LG Hamburg, Az.: 318 O 35/13

Urteil vom 29.05.2013

Es wird festgestellt, dass die Vergütung der Beklagten für die Testamentsvollstreckung (H..-J.. O.., verstorben am …2011) den Betrag von € 14.919,43 nicht übersteigt.

Die Beklagte trägt die Kosten des Rechtsstreits.

Das Urteil ist wegen der Kosten gegen Sicherheitsleistung in Höhe von 110% des jeweils zu vollstreckenden Betrages vorläufig vollstreckbar.

Tatbestand

Der Kläger verlangt Feststellung bzgl. der Vergütung der Beklagten als Testamentsvollstreckerin.

Testamentsvollstrecker: Feststellung der Höhe des Vergütungsanspruchs
Foto: D_Premium_shots/Bigstock

Die Beklagte ist Testamentsvollstreckerin nach dem am …2011 verstorbenen H..-J.. O.., dem Vater des Klägers.

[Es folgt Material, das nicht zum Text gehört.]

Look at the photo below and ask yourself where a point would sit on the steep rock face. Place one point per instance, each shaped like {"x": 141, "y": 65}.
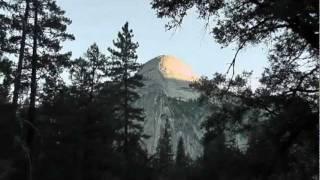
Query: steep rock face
{"x": 166, "y": 94}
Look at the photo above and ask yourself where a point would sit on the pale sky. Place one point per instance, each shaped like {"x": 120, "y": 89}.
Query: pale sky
{"x": 100, "y": 20}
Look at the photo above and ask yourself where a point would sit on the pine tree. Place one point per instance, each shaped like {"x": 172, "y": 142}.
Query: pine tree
{"x": 123, "y": 73}
{"x": 164, "y": 150}
{"x": 88, "y": 76}
{"x": 181, "y": 157}
{"x": 87, "y": 73}
{"x": 5, "y": 79}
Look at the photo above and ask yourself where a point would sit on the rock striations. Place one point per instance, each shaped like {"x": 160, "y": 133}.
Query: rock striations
{"x": 166, "y": 95}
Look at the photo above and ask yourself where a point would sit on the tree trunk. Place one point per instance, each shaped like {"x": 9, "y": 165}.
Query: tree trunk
{"x": 17, "y": 80}
{"x": 33, "y": 86}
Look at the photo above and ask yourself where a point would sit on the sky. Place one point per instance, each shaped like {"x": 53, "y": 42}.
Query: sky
{"x": 100, "y": 20}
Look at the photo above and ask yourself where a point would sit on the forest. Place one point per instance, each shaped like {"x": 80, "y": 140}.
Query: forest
{"x": 87, "y": 128}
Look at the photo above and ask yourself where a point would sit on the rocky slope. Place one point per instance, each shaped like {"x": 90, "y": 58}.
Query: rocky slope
{"x": 166, "y": 94}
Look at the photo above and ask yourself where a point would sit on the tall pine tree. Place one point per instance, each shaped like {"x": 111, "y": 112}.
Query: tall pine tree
{"x": 123, "y": 72}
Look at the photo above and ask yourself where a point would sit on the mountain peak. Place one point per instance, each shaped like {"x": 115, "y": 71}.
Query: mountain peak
{"x": 171, "y": 67}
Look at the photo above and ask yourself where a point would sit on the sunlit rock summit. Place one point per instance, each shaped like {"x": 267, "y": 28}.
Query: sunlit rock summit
{"x": 167, "y": 95}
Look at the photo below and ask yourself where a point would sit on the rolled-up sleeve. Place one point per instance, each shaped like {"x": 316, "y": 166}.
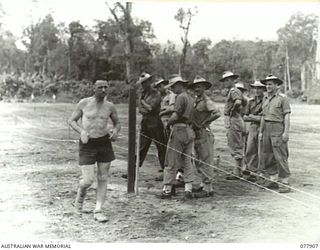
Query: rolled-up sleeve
{"x": 286, "y": 109}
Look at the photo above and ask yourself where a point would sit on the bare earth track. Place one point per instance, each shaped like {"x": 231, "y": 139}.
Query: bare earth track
{"x": 39, "y": 175}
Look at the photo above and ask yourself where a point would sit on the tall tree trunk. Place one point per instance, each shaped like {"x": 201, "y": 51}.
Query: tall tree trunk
{"x": 288, "y": 68}
{"x": 317, "y": 73}
{"x": 129, "y": 43}
{"x": 303, "y": 77}
{"x": 285, "y": 78}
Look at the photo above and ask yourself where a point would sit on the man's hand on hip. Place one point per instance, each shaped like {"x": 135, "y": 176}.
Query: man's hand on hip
{"x": 84, "y": 136}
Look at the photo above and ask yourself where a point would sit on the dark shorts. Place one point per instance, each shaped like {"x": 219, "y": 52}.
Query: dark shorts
{"x": 96, "y": 150}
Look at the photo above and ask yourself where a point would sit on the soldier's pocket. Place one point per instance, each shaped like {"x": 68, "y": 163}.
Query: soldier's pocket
{"x": 276, "y": 141}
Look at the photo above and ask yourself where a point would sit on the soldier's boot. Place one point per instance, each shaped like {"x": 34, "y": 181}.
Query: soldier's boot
{"x": 284, "y": 186}
{"x": 237, "y": 172}
{"x": 272, "y": 183}
{"x": 167, "y": 192}
{"x": 188, "y": 191}
{"x": 206, "y": 192}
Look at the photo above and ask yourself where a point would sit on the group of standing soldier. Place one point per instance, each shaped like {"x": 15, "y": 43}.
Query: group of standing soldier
{"x": 177, "y": 117}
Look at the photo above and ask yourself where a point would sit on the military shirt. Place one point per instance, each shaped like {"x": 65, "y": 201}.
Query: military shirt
{"x": 274, "y": 108}
{"x": 167, "y": 102}
{"x": 203, "y": 107}
{"x": 153, "y": 98}
{"x": 233, "y": 95}
{"x": 254, "y": 106}
{"x": 184, "y": 108}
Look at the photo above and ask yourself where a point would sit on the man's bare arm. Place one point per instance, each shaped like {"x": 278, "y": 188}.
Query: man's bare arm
{"x": 285, "y": 135}
{"x": 76, "y": 115}
{"x": 116, "y": 123}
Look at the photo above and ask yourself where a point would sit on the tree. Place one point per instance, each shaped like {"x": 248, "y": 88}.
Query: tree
{"x": 43, "y": 45}
{"x": 184, "y": 17}
{"x": 298, "y": 40}
{"x": 81, "y": 46}
{"x": 166, "y": 60}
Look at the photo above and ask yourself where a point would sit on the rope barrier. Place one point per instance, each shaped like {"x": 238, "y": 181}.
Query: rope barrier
{"x": 193, "y": 158}
{"x": 255, "y": 184}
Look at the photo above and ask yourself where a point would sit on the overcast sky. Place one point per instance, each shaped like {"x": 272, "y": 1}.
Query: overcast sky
{"x": 214, "y": 20}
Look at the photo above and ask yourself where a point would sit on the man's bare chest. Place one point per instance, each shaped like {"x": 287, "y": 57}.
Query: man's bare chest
{"x": 94, "y": 111}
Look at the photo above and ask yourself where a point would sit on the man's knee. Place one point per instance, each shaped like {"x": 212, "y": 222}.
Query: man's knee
{"x": 86, "y": 182}
{"x": 103, "y": 177}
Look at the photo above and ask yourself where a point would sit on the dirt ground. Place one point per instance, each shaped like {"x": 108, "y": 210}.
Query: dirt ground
{"x": 39, "y": 176}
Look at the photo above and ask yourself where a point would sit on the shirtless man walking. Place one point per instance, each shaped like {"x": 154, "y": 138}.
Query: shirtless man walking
{"x": 95, "y": 144}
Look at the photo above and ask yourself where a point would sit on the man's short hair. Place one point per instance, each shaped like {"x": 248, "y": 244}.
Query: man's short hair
{"x": 101, "y": 83}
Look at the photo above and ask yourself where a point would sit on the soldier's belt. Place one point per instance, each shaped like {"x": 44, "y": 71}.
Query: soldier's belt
{"x": 181, "y": 125}
{"x": 273, "y": 121}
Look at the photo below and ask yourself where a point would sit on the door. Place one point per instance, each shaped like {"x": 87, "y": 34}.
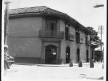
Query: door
{"x": 50, "y": 54}
{"x": 67, "y": 54}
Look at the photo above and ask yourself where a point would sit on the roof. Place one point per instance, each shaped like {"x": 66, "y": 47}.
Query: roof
{"x": 43, "y": 11}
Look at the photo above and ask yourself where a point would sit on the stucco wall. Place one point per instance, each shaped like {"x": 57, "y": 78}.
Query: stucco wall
{"x": 24, "y": 47}
{"x": 25, "y": 24}
{"x": 83, "y": 47}
{"x": 23, "y": 39}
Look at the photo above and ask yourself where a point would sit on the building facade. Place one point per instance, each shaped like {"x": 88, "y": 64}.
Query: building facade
{"x": 44, "y": 35}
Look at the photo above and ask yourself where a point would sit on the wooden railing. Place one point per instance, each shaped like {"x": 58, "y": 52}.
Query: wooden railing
{"x": 51, "y": 34}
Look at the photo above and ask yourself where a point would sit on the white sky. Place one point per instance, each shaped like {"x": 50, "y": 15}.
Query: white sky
{"x": 81, "y": 10}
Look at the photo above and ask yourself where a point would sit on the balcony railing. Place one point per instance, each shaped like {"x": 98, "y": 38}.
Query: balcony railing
{"x": 51, "y": 34}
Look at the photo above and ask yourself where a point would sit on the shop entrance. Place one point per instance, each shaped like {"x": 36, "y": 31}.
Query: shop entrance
{"x": 50, "y": 54}
{"x": 67, "y": 54}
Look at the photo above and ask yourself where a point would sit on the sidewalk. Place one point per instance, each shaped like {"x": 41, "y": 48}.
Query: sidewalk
{"x": 48, "y": 72}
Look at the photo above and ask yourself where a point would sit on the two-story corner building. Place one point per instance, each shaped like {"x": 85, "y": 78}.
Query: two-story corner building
{"x": 44, "y": 35}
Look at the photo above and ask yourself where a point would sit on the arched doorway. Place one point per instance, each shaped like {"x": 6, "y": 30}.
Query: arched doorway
{"x": 78, "y": 54}
{"x": 50, "y": 54}
{"x": 67, "y": 54}
{"x": 87, "y": 56}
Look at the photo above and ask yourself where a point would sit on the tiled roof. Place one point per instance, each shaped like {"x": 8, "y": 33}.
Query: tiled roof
{"x": 43, "y": 10}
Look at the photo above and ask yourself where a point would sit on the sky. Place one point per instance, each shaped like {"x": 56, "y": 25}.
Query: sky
{"x": 81, "y": 10}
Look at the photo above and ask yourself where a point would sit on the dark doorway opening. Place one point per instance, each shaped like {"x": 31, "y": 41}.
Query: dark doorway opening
{"x": 67, "y": 54}
{"x": 50, "y": 54}
{"x": 87, "y": 56}
{"x": 78, "y": 54}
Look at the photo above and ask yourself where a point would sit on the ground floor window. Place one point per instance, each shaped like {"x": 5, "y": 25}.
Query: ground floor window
{"x": 78, "y": 54}
{"x": 87, "y": 56}
{"x": 50, "y": 54}
{"x": 67, "y": 54}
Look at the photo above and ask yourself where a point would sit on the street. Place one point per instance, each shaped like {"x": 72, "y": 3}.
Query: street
{"x": 44, "y": 72}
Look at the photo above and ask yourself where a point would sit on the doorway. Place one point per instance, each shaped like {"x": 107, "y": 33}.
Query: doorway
{"x": 67, "y": 54}
{"x": 78, "y": 54}
{"x": 87, "y": 56}
{"x": 50, "y": 54}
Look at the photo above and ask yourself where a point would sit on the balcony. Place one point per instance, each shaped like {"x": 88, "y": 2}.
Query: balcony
{"x": 51, "y": 34}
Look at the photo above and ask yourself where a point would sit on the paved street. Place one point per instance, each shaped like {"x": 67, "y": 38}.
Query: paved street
{"x": 44, "y": 72}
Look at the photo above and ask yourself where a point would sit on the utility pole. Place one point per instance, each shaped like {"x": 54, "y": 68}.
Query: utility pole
{"x": 6, "y": 21}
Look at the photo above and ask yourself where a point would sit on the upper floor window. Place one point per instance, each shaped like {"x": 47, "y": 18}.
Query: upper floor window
{"x": 51, "y": 25}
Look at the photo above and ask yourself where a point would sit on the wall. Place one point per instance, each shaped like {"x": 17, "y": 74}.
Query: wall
{"x": 83, "y": 47}
{"x": 23, "y": 39}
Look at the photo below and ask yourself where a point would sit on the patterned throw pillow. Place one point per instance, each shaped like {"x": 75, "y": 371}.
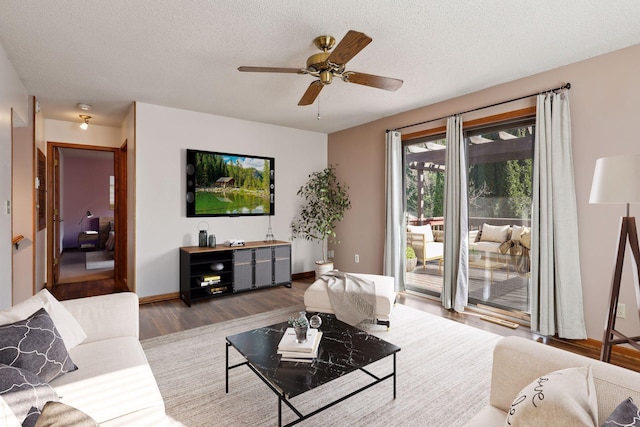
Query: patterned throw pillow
{"x": 561, "y": 398}
{"x": 34, "y": 344}
{"x": 626, "y": 414}
{"x": 23, "y": 396}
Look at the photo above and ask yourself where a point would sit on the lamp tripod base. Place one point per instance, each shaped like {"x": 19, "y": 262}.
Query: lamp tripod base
{"x": 611, "y": 336}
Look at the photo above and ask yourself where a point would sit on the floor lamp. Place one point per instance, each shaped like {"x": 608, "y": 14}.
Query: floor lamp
{"x": 617, "y": 180}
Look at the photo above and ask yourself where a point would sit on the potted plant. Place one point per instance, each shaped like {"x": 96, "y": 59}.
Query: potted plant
{"x": 412, "y": 260}
{"x": 326, "y": 201}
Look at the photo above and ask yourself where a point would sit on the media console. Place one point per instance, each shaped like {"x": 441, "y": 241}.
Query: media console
{"x": 210, "y": 272}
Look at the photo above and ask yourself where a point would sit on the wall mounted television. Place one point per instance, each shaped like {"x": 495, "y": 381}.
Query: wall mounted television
{"x": 225, "y": 184}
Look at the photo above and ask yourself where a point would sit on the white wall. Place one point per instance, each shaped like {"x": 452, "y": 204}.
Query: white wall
{"x": 162, "y": 137}
{"x": 12, "y": 95}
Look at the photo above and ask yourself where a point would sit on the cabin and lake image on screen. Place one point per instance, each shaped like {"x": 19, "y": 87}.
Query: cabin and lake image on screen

Dieser hatte ein notarielles Testament errichtet (Anlage K1), wonach der Kläger zur Hälfte als unbeschränkter Erbe eingesetzt worden ist. Hinsichtlich der weiteren Hälfte wurde die Beklagte als Vorerbin eingesetzt sowie der Kläger als Nacherbe.

Zum Nachlass gehören verschiedene Konten bei verschiedenen Banken; erheblich wertvolle Gegenstände sind im Nachlass nicht enthalten. Die Wohnung des Erblassers (B.. 4) wurde vom Kläger am 2. November 2011 gekündigt und zum 31. Januar 2012 zurückgegeben. Für die Entsorgung und Räumung der Wohnung sorgte – ohne Probleme – im Wesentlichen der Kläger.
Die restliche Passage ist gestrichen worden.